A typical software L7 load balancer (like nginx) will parse entire TCP stream and HTTP header and applies bunch of logic based on URL, and various HTTP headers.
There is a lot of work going on in the userland, like filling up TCP buffer, parsing HTTP stream, applying bunch of business logic, creating a downstream connection, sending data, getting response, etc.
This is a lot of work in the userland and because of that a default nginx config is like 1024 concurrent connections per core, so not a lot.
L4 load balance on the other hand works purely in a packet switching mode or NAT mode. So the work consists in just replacing IP header fields (src.ip, src.port, dst.ip, dst.port, proto), it can use various frameworks like intel vectorized packet processing or Intel dpdk for accelerated packet switching.
Because of that, L4 load balancer can work perform very very close to the line rate speed, meaning it can load balance connections as fast as packets arrive to the network interface card.
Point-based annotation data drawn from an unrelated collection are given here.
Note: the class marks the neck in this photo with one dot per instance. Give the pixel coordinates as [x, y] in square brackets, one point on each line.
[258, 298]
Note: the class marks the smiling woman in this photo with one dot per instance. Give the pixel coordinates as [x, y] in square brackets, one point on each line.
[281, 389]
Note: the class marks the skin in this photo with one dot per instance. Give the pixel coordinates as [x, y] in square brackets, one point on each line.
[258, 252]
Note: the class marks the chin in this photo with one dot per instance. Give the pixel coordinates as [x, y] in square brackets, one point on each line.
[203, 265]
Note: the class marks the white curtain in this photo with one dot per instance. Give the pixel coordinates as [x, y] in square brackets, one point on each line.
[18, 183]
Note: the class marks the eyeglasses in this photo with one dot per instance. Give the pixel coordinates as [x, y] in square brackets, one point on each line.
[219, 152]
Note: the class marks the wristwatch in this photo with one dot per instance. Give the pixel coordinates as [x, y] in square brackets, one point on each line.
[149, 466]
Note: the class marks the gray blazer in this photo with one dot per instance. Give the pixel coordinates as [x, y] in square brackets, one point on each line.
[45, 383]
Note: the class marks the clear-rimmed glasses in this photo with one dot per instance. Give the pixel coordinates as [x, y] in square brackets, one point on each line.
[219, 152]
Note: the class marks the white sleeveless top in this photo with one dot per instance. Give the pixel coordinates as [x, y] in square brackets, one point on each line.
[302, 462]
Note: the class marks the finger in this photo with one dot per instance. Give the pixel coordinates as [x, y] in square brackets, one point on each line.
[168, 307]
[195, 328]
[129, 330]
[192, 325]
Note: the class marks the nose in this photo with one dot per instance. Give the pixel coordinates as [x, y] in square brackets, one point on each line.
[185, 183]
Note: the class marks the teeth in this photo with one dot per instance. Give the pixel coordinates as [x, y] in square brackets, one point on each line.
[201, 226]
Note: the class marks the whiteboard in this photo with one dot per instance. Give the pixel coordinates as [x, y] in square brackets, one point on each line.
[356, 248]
Line rate is the theoretical maximum of packet processing.
In case of stateless L4 load balancing there is no upper bound in number of concurrent sessions to balance, it will almost as fast as core router that feeds the data.
As you can see L4 is clearly superior in performance, but the reason L4 LB is possible is because it has TCP inbound and TCP outbound, so the only work required is replace IP header and recalculate CRC.
With Homa, you would need to fully process TCP stream, before you initiate Homa connection, meaning you will waste a lot of RAM on keeping TCP buffers and rebuilding the stream according to the TCP sequence. Homa will lose all its benefits in the load balancing scenario.
Author pitches only one use case for homa: East-West traffic, but again - these days the software is really agnostic of this East-West direction. What your software thinks is running in the server in next rack, could as well be a server in a different Availability Zone or read replica in different geo region.
And that's the beauty of modern infra: everything is a software, everything is ephemeral, and we don't really care if we running this in a single DC or multiple DCs.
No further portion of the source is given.